Q: How does application launch monitoring differ from application-level session logging? 

A: Application-level session logging is performed by the application itself and requires either native logging capability in the application or a CASB layer intercepting traffic. Application launch monitoring is performed at the SSO layer: when the user’s authenticated session is redirected from the identity platform to the application, the launch event is captured. It requires no integration with each individual application. Any application using SSO-based authentication through Akku produces a launch event at the identity platform regardless of the application’s own logging capability.

Q: How does DPDPA treat dormant access to personal data systems?

A: DPDPA requires that access to personal data is granted on a need-to-know basis and reviewed periodically. An account that has not accessed a personal data system in several months raises a question about whether the need-to-know condition is still met. A periodic access review certifying access without usage data cannot meaningfully evaluate this. The DPDPA’s access accountability requirements imply that the organisation can demonstrate not just that access exists and was approved, but that access is actively justified by current need. Application launch data provides the evidence needed to distinguish active access from dormant access. 

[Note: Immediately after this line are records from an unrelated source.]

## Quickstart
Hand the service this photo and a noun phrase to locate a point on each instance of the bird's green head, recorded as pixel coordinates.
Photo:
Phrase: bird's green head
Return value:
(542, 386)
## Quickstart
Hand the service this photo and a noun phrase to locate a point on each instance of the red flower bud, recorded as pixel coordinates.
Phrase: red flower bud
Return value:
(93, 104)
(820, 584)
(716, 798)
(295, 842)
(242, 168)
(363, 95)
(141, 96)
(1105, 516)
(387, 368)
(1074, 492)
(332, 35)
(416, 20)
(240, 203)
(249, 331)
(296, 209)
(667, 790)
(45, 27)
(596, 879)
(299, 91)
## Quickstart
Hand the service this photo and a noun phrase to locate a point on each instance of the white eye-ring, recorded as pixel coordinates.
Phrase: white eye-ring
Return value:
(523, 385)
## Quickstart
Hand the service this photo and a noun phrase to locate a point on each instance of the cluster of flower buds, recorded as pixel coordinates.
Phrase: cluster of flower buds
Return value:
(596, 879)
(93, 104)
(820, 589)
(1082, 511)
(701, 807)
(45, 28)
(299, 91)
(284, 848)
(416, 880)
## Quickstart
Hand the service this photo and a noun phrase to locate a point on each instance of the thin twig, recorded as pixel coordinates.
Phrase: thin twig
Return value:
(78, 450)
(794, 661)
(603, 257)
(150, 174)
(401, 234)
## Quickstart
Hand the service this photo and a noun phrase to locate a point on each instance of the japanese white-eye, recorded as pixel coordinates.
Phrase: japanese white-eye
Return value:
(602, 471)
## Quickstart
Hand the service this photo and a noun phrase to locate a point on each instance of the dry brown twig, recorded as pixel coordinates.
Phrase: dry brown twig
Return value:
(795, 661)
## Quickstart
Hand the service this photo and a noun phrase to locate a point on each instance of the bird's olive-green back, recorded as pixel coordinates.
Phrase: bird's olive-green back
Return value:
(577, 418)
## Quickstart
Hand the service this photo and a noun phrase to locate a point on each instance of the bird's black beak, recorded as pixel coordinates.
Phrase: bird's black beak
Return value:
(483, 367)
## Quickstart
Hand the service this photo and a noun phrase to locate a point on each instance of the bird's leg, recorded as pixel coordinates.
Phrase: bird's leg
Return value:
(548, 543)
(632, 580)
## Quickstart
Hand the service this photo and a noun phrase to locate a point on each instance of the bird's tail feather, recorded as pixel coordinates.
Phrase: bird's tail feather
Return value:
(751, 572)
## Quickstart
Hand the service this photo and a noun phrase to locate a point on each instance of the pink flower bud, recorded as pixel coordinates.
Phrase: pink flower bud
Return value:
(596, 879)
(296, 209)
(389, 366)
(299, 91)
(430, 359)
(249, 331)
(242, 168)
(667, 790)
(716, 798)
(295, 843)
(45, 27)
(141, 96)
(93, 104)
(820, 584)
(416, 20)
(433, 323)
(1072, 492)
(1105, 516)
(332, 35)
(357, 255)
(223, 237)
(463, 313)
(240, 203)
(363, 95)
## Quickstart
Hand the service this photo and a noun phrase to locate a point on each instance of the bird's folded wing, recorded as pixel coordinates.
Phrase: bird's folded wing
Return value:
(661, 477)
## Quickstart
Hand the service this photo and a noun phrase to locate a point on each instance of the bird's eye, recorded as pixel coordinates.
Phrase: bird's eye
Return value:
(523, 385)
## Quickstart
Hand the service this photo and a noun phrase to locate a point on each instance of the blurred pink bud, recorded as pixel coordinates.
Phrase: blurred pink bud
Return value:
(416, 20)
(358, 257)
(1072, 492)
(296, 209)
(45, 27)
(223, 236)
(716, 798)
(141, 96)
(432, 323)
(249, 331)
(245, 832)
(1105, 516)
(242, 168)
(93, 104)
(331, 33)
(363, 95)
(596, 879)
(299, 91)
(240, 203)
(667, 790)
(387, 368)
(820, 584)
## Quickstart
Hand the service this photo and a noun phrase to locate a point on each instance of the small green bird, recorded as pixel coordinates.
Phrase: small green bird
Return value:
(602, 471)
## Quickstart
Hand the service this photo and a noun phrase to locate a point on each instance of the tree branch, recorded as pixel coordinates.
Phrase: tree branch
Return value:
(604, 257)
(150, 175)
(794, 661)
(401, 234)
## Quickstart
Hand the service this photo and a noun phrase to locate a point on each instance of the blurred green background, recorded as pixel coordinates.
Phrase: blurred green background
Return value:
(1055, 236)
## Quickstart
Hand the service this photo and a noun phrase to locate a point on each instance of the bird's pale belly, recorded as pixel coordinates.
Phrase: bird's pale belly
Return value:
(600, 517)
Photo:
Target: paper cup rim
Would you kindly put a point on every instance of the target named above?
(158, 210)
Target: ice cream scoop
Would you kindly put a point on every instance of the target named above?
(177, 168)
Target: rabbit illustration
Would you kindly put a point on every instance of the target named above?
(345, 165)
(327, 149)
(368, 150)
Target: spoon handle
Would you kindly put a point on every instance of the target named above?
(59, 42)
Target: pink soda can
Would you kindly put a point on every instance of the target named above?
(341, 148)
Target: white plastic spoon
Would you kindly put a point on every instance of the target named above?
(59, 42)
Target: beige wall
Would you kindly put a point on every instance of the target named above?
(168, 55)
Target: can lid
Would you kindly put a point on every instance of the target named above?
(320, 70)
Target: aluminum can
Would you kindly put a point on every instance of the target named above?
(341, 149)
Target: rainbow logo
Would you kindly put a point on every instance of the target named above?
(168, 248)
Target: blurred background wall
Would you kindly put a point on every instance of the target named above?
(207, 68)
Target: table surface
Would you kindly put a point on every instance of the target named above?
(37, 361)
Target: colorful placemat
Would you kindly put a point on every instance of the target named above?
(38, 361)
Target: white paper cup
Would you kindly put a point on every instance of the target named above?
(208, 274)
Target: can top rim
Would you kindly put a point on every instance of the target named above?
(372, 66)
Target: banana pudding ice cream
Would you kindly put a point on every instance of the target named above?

Q: What is a practical inactivity threshold for triggering an access review?

A: The appropriate threshold depends on the application’s risk profile. For high-sensitivity applications containing personal data, financial records, or privileged system access, 30 days is appropriate. For standard productivity applications, 60 to 90 days is common. The threshold should be defined in the access control policy rather than set arbitrarily, so the automated review trigger is aligned with the policy’s stated inactivity standard. ISO 27001 A.5.16 does not specify a number but requires that inactive identities are identified and addressed within a defined timeframe.

Q: How does usage data improve the quality of access reviews under SOC 2 CC6.3?

A: SOC 2 CC6.3 requires periodic review of whether existing access is still appropriate. With only entitlement data, the reviewer confirms the access exists, and the role appears to justify it. With usage data, the reviewer can evaluate whether the access has been exercised in the review period and whether the usage pattern is consistent with the stated business need. A reviewer who sees that a user has not launched an application in 180 days makes a substantively different decision than one who sees only that the entitlement exists. The audit evidence produced by a usage-informed review is qualitatively stronger under both SOC 2 and ISO 27001.

Q: How does Akku connect application launch data to the provisioning and deprovisioning lifecycle?

A: In Akku, application launch events are captured at the SSO layer when users access applications through Akku-managed SSO. This data feeds into the access governance layer alongside provisioning records, producing a combined view of who has access and who is using it. Inactivity thresholds can be configured as policy rules that trigger automated review workflows when a user-application combination has not produced a launch event within the defined period. The full chain from provisioning through usage monitoring through periodic review to deprovisioning is traceable in a single audit trail.